To go along with Wednesday's post on the Savoy Opera, another young opera company making waves in Europe, Russia's Helikon Opera (site in Russian only), was written up by Erica Jeal in an article (Bolshier than the Bolshoi, May 7) in The Guardian:
Their initial repertoire was eclectic and often unusual—Debussy's L'Enfant Prodigue, Fleischmann's Rothschild's Violin—and showed a healthy disregard for box office. [. . .] Yet despite all this official approval, Bertman explains, there was still a problem. "For the first performance we would have a full house, full of our colleagues, critics and musicologists. The second would be empty: nobody knew us, nobody knew the operas, and, of course, everyone hates modern music." So he changed tack, keeping the innovative production methods but applying them to better-known repertoire, until he felt he had built up an audience that was loyal to the company. [. . .] Other recent productions have ranged from Shostakovich's Lady Macbeth of Mtsensk (the first Moscow staging of the work in its original version) back to the 18th-century obscurity that is Grétry's Pierre le Grand. [. . .]The Helikon Opera's productions of Carmen, The Queen of Spades, and Pyramus and Thisbe will be shown at the Peacock Theatre in London, on May 11 to 15. No news yet whether their American tour will include Washington, D.C., but I am guessing that I will be writing about them again next year.
Next year, when the theatre closes while a new 800-seat auditorium is built in what is now a courtyard, those terms will understandably be relaxed; but a 90-date US tour of Die Fledermaus is already booked and the company members are unlikely to be twiddling their thumbs.
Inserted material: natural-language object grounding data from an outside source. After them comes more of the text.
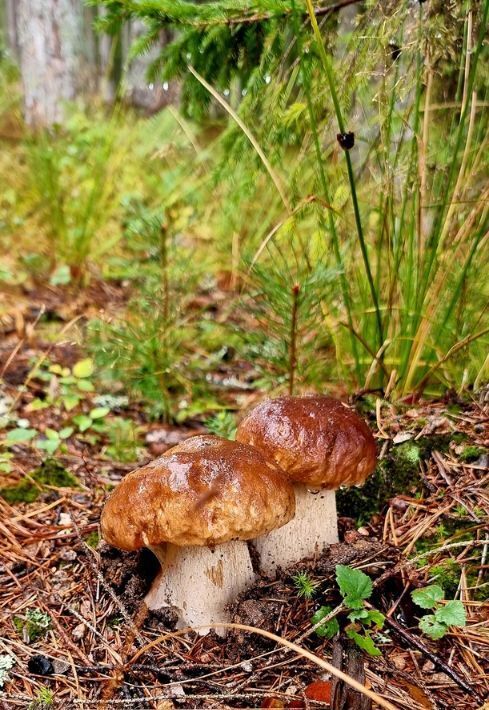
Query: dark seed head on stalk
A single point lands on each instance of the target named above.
(346, 140)
(395, 51)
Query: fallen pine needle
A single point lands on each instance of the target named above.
(283, 642)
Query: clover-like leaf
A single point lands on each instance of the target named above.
(329, 628)
(427, 597)
(83, 422)
(83, 368)
(99, 412)
(452, 614)
(355, 586)
(363, 642)
(430, 626)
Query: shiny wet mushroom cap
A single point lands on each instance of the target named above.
(194, 507)
(321, 444)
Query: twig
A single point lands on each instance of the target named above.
(278, 639)
(412, 640)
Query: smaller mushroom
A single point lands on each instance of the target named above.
(320, 444)
(195, 507)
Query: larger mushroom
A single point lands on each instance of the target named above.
(321, 444)
(194, 507)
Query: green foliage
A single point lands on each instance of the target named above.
(304, 585)
(124, 439)
(427, 597)
(33, 625)
(402, 213)
(150, 348)
(51, 473)
(437, 625)
(329, 628)
(6, 663)
(73, 172)
(222, 424)
(355, 586)
(287, 305)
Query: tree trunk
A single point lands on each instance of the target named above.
(11, 28)
(49, 35)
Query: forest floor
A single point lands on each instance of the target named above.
(73, 626)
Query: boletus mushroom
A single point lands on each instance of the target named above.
(195, 507)
(321, 444)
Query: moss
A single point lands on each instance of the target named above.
(397, 473)
(23, 492)
(472, 453)
(50, 473)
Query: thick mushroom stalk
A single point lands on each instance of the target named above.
(320, 444)
(313, 528)
(200, 582)
(195, 507)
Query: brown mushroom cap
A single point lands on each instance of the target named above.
(205, 491)
(316, 440)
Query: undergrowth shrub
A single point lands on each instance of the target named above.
(150, 350)
(403, 191)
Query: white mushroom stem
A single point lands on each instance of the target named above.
(314, 527)
(199, 582)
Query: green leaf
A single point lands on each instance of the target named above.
(84, 368)
(16, 436)
(83, 422)
(430, 626)
(85, 386)
(70, 401)
(375, 617)
(66, 432)
(364, 642)
(428, 597)
(68, 380)
(6, 663)
(99, 412)
(36, 405)
(358, 615)
(355, 586)
(329, 628)
(452, 614)
(60, 277)
(304, 585)
(49, 445)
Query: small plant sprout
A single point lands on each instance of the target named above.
(222, 424)
(304, 585)
(320, 444)
(355, 588)
(6, 663)
(184, 508)
(437, 624)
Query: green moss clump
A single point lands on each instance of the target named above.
(23, 492)
(50, 473)
(472, 453)
(397, 473)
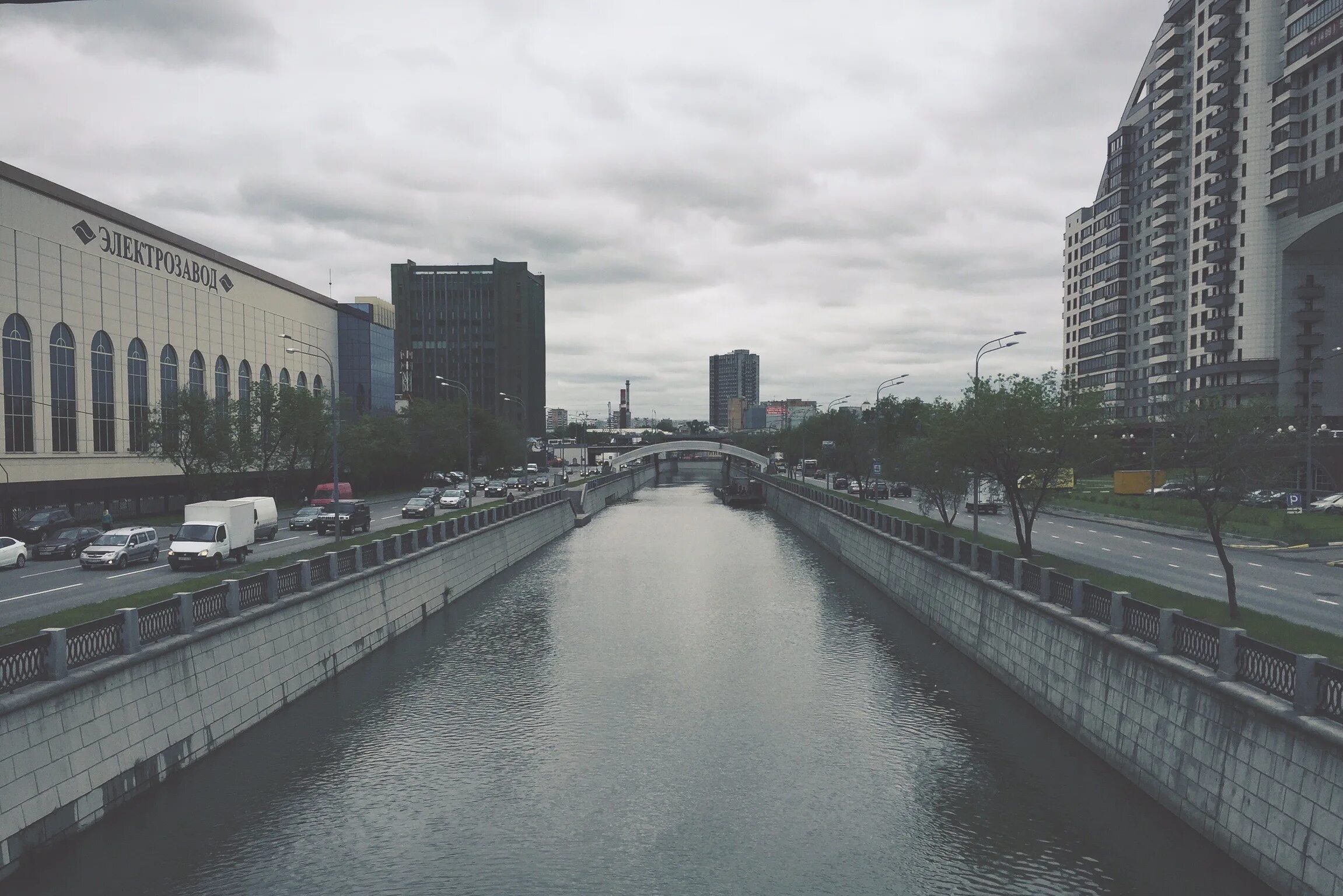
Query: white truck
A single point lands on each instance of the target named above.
(212, 531)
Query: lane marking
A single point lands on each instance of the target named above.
(162, 566)
(47, 592)
(49, 571)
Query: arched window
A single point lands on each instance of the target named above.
(137, 394)
(65, 433)
(243, 388)
(222, 380)
(197, 374)
(18, 384)
(104, 390)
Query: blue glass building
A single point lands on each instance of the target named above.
(367, 345)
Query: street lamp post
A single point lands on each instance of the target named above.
(984, 349)
(317, 352)
(470, 485)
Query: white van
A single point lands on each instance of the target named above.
(268, 519)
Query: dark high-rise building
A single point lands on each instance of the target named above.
(367, 352)
(736, 375)
(482, 326)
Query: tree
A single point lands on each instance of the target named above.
(1026, 433)
(1228, 452)
(936, 463)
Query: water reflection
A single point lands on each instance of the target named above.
(676, 699)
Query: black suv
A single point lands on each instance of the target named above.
(354, 516)
(36, 526)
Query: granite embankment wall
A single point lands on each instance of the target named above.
(1252, 773)
(76, 747)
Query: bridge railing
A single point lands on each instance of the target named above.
(54, 653)
(1307, 681)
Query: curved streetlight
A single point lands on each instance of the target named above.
(470, 485)
(313, 351)
(992, 345)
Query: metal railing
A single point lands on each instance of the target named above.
(210, 605)
(1198, 641)
(319, 571)
(1030, 578)
(23, 662)
(251, 592)
(1096, 602)
(93, 640)
(1265, 667)
(1142, 620)
(288, 580)
(159, 621)
(1330, 696)
(1060, 590)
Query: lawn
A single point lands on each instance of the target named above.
(1264, 626)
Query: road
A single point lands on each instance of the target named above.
(1287, 584)
(50, 586)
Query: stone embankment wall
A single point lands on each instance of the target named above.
(1250, 770)
(73, 748)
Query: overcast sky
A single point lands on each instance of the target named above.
(851, 190)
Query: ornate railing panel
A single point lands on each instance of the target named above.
(93, 640)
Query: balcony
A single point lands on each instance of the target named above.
(1221, 141)
(1225, 51)
(1225, 73)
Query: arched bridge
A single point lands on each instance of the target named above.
(691, 445)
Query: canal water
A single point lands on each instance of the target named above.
(677, 699)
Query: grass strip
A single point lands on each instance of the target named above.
(1264, 626)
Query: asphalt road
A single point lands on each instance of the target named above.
(1292, 586)
(49, 586)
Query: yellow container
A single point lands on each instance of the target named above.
(1136, 481)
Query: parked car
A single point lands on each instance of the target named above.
(121, 547)
(12, 552)
(36, 526)
(65, 543)
(351, 516)
(1332, 506)
(304, 517)
(419, 507)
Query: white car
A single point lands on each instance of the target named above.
(12, 552)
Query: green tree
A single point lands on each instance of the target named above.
(1226, 453)
(1026, 433)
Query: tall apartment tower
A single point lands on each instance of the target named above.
(1212, 261)
(482, 326)
(736, 375)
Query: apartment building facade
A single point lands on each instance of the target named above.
(1212, 260)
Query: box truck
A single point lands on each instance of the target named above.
(212, 531)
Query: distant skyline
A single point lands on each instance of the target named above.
(852, 190)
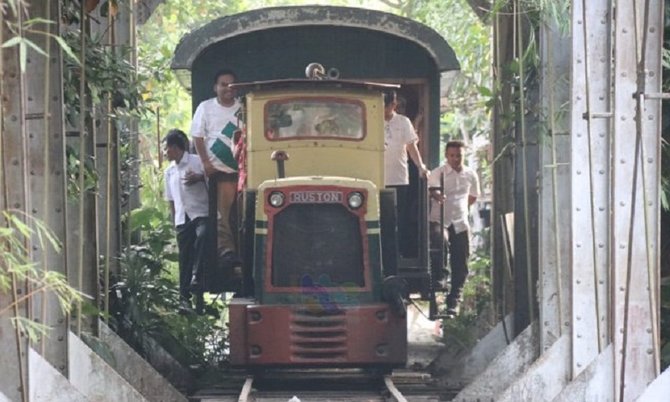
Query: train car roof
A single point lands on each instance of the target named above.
(192, 44)
(302, 83)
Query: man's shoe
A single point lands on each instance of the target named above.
(453, 310)
(195, 286)
(185, 307)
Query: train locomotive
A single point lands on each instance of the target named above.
(324, 268)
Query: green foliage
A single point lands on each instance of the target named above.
(17, 269)
(108, 74)
(145, 299)
(665, 323)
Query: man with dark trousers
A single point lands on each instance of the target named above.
(461, 189)
(186, 191)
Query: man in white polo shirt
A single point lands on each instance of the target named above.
(400, 140)
(461, 189)
(186, 190)
(215, 122)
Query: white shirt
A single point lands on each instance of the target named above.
(217, 124)
(398, 132)
(188, 199)
(458, 186)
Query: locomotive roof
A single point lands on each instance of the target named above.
(302, 83)
(192, 44)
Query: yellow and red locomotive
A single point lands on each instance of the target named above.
(323, 270)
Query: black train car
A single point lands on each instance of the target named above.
(270, 48)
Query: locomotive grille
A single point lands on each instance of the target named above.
(317, 245)
(319, 336)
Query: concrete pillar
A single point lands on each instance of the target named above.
(635, 292)
(47, 174)
(591, 179)
(15, 195)
(554, 195)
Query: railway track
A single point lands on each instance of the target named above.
(327, 386)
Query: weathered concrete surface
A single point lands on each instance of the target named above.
(659, 390)
(458, 370)
(48, 384)
(96, 379)
(511, 363)
(545, 378)
(168, 366)
(595, 383)
(137, 371)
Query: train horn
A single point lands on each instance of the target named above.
(333, 73)
(315, 71)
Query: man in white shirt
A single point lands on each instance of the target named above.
(215, 122)
(461, 189)
(186, 191)
(400, 139)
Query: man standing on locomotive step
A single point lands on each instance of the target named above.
(461, 189)
(214, 124)
(400, 139)
(186, 190)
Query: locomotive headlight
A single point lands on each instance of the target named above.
(276, 199)
(355, 200)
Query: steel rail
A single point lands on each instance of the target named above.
(554, 188)
(524, 163)
(82, 158)
(390, 386)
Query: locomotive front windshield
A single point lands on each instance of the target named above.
(317, 117)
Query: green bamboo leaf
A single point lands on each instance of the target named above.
(66, 48)
(23, 56)
(36, 48)
(12, 42)
(38, 20)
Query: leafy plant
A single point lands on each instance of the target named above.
(17, 268)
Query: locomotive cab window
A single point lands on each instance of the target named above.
(314, 118)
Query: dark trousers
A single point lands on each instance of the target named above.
(401, 216)
(458, 249)
(191, 239)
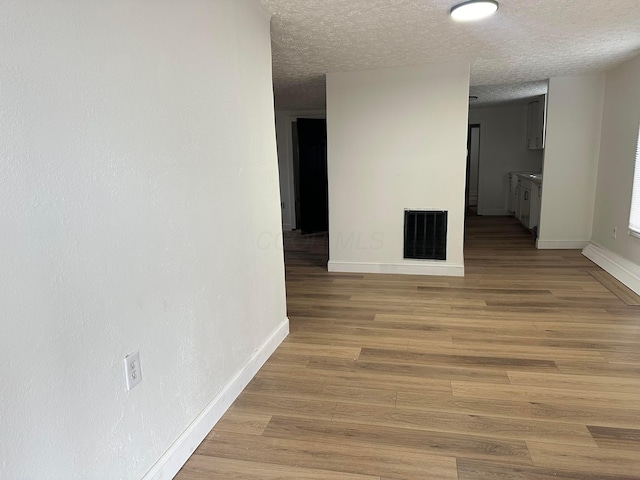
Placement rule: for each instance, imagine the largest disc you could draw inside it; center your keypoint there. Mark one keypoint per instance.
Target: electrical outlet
(132, 370)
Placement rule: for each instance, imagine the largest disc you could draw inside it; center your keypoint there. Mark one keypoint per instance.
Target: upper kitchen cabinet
(535, 124)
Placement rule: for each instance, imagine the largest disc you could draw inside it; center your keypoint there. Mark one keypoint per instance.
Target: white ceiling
(525, 42)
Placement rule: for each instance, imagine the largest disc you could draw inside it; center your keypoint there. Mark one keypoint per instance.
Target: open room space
(320, 239)
(527, 367)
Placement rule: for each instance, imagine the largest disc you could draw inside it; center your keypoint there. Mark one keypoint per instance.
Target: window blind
(634, 217)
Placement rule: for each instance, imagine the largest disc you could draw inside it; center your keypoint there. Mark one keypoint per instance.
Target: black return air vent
(425, 235)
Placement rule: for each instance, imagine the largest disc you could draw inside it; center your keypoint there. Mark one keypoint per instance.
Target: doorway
(473, 170)
(309, 136)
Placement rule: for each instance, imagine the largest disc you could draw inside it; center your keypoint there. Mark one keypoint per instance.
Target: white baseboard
(495, 212)
(561, 244)
(408, 268)
(622, 269)
(177, 455)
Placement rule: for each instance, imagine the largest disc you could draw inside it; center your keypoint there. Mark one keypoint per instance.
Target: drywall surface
(503, 149)
(574, 123)
(140, 211)
(396, 140)
(621, 121)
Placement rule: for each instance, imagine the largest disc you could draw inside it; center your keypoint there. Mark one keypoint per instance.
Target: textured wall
(617, 157)
(396, 140)
(139, 202)
(574, 123)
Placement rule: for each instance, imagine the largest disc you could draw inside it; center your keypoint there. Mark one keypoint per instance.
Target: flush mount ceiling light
(473, 10)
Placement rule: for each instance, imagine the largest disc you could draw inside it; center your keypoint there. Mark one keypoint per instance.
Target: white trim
(622, 269)
(409, 268)
(561, 244)
(177, 455)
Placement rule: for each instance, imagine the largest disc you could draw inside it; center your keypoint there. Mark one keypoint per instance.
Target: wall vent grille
(425, 235)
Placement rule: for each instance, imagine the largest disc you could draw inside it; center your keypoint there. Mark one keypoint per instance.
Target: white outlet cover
(132, 370)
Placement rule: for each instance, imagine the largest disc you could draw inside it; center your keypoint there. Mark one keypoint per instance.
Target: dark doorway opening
(312, 198)
(473, 170)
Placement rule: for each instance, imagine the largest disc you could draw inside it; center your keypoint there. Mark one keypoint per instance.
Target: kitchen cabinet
(535, 125)
(528, 199)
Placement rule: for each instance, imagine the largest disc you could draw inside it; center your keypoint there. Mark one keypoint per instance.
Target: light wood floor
(526, 368)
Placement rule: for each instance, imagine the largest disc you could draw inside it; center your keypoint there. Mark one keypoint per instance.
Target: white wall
(503, 149)
(621, 118)
(396, 140)
(617, 157)
(284, 118)
(139, 195)
(574, 122)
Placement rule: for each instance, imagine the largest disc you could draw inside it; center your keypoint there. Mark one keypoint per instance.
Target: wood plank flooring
(526, 368)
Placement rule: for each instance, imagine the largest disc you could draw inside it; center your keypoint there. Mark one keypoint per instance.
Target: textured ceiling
(526, 41)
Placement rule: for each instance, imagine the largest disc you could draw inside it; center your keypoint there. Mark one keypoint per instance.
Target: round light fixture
(473, 10)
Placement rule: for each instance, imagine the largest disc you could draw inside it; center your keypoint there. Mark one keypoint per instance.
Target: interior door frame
(291, 118)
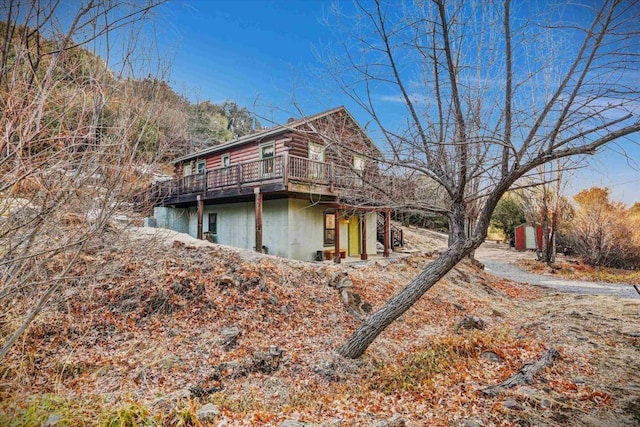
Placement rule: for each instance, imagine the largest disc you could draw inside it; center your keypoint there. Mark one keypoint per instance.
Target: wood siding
(341, 137)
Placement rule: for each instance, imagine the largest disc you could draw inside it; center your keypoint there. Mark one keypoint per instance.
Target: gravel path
(500, 261)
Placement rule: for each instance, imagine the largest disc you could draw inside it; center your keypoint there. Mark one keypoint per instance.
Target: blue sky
(261, 54)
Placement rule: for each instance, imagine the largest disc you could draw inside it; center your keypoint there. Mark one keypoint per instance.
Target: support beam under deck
(258, 216)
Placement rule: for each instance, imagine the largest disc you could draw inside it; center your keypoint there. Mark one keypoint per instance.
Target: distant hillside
(174, 323)
(167, 123)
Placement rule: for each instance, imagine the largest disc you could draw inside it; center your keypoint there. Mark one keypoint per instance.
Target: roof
(258, 136)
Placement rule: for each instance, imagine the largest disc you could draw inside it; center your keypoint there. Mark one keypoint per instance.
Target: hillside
(172, 323)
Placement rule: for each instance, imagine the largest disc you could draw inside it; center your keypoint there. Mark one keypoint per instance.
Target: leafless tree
(72, 127)
(472, 96)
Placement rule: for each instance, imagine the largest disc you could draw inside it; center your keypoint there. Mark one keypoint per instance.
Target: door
(267, 160)
(354, 235)
(316, 165)
(530, 238)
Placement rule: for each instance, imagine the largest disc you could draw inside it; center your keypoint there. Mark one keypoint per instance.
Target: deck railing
(283, 168)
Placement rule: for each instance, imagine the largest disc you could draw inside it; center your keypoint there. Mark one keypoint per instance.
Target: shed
(526, 237)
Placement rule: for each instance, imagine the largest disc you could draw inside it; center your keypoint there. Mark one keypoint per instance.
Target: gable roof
(261, 135)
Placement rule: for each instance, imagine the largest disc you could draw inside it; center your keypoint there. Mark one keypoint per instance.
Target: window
(329, 228)
(201, 167)
(213, 224)
(267, 157)
(316, 152)
(358, 163)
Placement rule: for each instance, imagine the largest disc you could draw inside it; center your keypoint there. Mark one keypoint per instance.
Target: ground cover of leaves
(147, 342)
(574, 269)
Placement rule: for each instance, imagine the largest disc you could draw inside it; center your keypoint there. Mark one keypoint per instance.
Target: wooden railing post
(258, 218)
(200, 215)
(387, 233)
(331, 176)
(363, 224)
(285, 168)
(336, 257)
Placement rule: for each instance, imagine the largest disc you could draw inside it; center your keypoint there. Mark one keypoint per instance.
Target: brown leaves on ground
(150, 341)
(578, 270)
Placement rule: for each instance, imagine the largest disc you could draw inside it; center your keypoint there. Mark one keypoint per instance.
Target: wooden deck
(281, 174)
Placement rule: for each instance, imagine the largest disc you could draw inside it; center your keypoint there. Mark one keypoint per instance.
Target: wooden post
(258, 195)
(387, 232)
(200, 215)
(336, 257)
(285, 168)
(332, 176)
(363, 234)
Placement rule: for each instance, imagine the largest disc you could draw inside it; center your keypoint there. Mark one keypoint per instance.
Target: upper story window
(316, 152)
(267, 157)
(187, 169)
(267, 150)
(201, 167)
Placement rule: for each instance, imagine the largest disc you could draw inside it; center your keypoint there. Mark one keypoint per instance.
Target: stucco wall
(371, 219)
(236, 225)
(306, 229)
(291, 228)
(172, 218)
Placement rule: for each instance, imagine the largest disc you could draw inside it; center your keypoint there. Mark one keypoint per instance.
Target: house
(287, 191)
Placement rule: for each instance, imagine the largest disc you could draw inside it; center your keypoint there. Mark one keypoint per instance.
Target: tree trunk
(360, 340)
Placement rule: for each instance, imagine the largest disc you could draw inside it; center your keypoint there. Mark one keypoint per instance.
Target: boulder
(208, 412)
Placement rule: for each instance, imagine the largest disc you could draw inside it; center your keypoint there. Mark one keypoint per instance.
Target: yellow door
(354, 236)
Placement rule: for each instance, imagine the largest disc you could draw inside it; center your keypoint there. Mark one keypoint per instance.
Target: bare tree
(481, 97)
(72, 140)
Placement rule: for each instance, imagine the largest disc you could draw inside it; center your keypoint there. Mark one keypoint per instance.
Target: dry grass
(577, 270)
(127, 349)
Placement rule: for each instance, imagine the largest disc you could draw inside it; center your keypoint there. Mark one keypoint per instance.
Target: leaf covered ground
(141, 339)
(575, 269)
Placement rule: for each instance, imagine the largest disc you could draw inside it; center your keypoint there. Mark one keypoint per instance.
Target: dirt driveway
(500, 260)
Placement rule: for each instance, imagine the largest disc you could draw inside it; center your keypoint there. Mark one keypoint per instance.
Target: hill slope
(178, 323)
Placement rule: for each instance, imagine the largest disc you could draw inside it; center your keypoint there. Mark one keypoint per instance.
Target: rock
(208, 412)
(491, 356)
(472, 422)
(471, 322)
(169, 401)
(295, 423)
(267, 362)
(394, 421)
(512, 404)
(229, 336)
(273, 300)
(52, 420)
(227, 281)
(459, 306)
(545, 403)
(353, 302)
(336, 277)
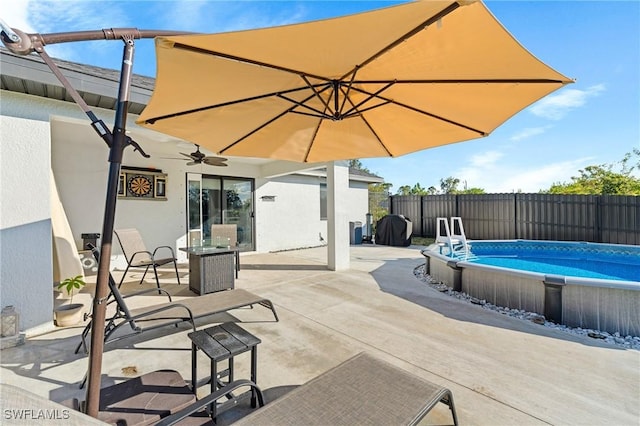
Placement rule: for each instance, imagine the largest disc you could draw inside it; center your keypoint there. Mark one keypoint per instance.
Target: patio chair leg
(145, 273)
(448, 399)
(175, 266)
(123, 276)
(155, 271)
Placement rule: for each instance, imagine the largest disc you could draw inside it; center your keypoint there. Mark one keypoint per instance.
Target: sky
(594, 121)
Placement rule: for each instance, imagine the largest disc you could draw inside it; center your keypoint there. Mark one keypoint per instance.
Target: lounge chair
(137, 255)
(147, 399)
(361, 390)
(170, 312)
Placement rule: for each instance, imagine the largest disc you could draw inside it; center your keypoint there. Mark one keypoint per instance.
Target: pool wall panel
(600, 308)
(609, 306)
(503, 288)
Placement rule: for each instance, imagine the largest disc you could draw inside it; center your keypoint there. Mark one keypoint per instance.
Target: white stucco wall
(26, 280)
(39, 135)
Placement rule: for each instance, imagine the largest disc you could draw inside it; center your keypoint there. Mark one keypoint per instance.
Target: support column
(337, 223)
The Cranky Professor comments on a subject that hit home with me (Teaching High School, May 5), and I say this not only because I secretly want to be included on that blog's list of Blogging Medievalists. The CP put in his time, teaching Latin in high school before he found a university position. I agree with most of the post: younger age groups, especially middle schoolers, are not for everyone. It's not just that you would be driven crazy by middle school kids, but that the students themselves need the right sorts of teachers. As my headmaster put it so well, "teaching middle school is a controlled disaster." The more emphasis you can have on "controlled" over "disaster," the better off you will be. The only point I disagree with, only slightly, is about the relative work loads of those teaching in high schools and colleges:
Then there's the question of repetition and contact hours. High school teachers ALL teach higher loads than college teachers and with more repetition of the material. I had friends who taught 5 sections of the same prep 5 days a week.That is certainly true of public school teachers, but not of us in private schools. When I compare my work load (at maximum, about 20 contact periods of a possible 40 per week, with no more than two sections of the same course possible) with that of colleagues in entry-level university positions, I realize that I actually have it better. Have you read any of the ads for college positions lately? It is not just adjuncts who are getting the short end of the stick, but junior faculty who get duties piled on until there's no tomorrow, such as the musicologist who must teach classes in music history (invariably in American popular music and world music, as well as historical music) and music theory and private lessons in a wind instrument, conduct a Collegium Musicum, coordinate lesson teaching for the pedagogy program, direct theses and dissertations, and participate in departmental meetings. All of this with the pressing demand to conduct research in what little time is left, organize meetings and congresses and give papers at them, and publish books and articles. I actually have lots of time for my research and have produced more than some of my colleagues in university positions. Now, it must be said that I teach in an unusual and very small school, so I cannot speak to the broader experience of other people in situations like mine. However, given the fact that the academic job market is musicology is so depressed, I am grateful to have the opportunity to teach music where I do.
Lastly, how about a new Michelangelo? BBC News had this article (Michelangelo Christ carving shown, May 6) about a little limewood Christ corpus (41 cm [16.1 inches] tall), which has become detached from its crucifix, that has been proven to be the work of Michelangelo, from around 1495. It has belonged to different private collections for many years and has therefore eluded the attention of art historians. The sculpture of the naked, crucified Christ—said to be similar to the crucifix above the high altar of Santo Spirito in Florence—will be exhibited in the Museo della Fondazione Horne in Florence through July.